As soon as she read the script for “Arlette”, in October 2020, she wanted to get this role with all her might. “Right away, I made a lot of parallels. I was upset. It gave me so much business,” she recalls. And she prepared for the auditions. “I felt it inside me, I felt that I had things to sort out thanks to this film.”

an exorcism

The parallels between Arlette, a young woman appointed Minister of Culture and who must learn to deal with the misogyny and verbal violence of the political world and the former star host are unmistakable.

“Yes, the film was therapy for me,” she said. The relationship to the image explored in “Arlette”, this “constant quest to be seen, to exist, to be constantly better, perfect, made me sick. I found it beautiful to exorcise that through a character. Even today, social media is super toxic to me. I am still trying to reestablish my relationship with the image. And, during filming, her psychologist even gave her a daily challenge, to “look in the mirror and say, ‘You were good today.’”

If she had the strength to get up following the scandal, following being let go by her sponsors, it was thanks to the figure skating that she practiced for 16 years. “Learning to fall…I think it’s the most resilient sport in the world because you just fall.
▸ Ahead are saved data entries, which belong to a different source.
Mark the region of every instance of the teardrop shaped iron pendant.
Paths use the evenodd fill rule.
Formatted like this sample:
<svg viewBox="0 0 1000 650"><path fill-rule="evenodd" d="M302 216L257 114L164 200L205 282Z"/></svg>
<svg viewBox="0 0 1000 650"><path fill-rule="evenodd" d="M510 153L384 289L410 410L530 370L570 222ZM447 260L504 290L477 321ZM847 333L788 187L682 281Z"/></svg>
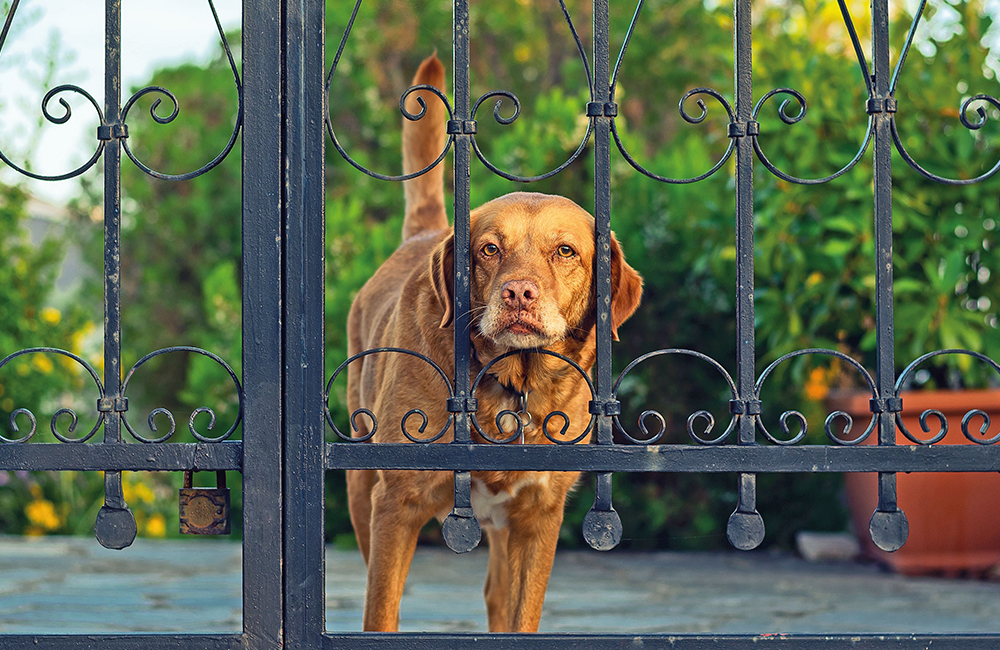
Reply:
<svg viewBox="0 0 1000 650"><path fill-rule="evenodd" d="M729 515L726 537L734 548L752 551L764 541L764 518L759 512L735 511Z"/></svg>
<svg viewBox="0 0 1000 650"><path fill-rule="evenodd" d="M595 551L610 551L622 541L622 519L614 508L591 508L583 518L583 539Z"/></svg>
<svg viewBox="0 0 1000 650"><path fill-rule="evenodd" d="M441 535L448 548L468 553L479 546L483 532L472 508L455 508L441 524Z"/></svg>
<svg viewBox="0 0 1000 650"><path fill-rule="evenodd" d="M125 508L101 506L94 522L94 535L101 546L120 551L132 545L137 532L135 515L128 506Z"/></svg>

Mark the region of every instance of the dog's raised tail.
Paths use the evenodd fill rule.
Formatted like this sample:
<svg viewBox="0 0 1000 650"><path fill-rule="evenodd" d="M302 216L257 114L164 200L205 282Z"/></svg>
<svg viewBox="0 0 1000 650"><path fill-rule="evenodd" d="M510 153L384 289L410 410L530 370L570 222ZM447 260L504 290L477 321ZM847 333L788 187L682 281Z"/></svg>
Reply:
<svg viewBox="0 0 1000 650"><path fill-rule="evenodd" d="M424 59L413 77L413 85L434 86L446 92L444 65L434 53ZM413 121L403 117L403 173L412 174L433 163L444 150L447 141L445 125L448 114L441 100L426 91L417 91L406 98L406 110L411 115L421 111L417 97L427 105L427 113ZM448 227L444 209L444 161L434 169L403 183L406 192L406 217L403 220L403 241L414 235Z"/></svg>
This past as an athlete will have allowed me to have the necessary resilience to say that I had fallen very, very low, that it had really hurt, but that it was perhaps necessary to get up and have the life that I I want to have.”

And it is far from easy, even today. “It is a wish to have a healthy relationship with my profession. I haven’t gotten there, not at all. Yesterday, I was really stressed and my boyfriend reminded me that I had called him when I was in therapy by verbalizing for the first time that I did not exist, she delivers, crying. Today, I’m faced with this: if people don’t like the film… I have to be able to create a distance between my value as a human being and my work.”

Does she think she will ever be forgiven? “It’s not me who decides. It is the public who will decide. If the public goes to see the film, that people are curious and that they want to, that will mean that I have the right to do my job.

“Arlette” hits screens in the province from August 5.

CITATIONS

“I want to be optimistic. I chose the light, I chose that the rest of my life was going to be beautiful and happy. The worst thing that might have happened to me at 33, when it happened, would have been to become bitter.”

“I was looking forward to putting the focus on something other than myself and focusing on a more important role which is raising a child.”

“I don’t get through all that if I don’t have a psychologist, if I’m not followed, if my boyfriend isn’t there, if my parents aren’t there too next to me.”

“Everything that comes with motherhood is extraordinary. You learn and relearn a lot of things. I always had both hands tight on the stick wanting to be in control and there, I no longer control anything. Letting go is a cursed beautiful school. And my daughter teaches me that every day.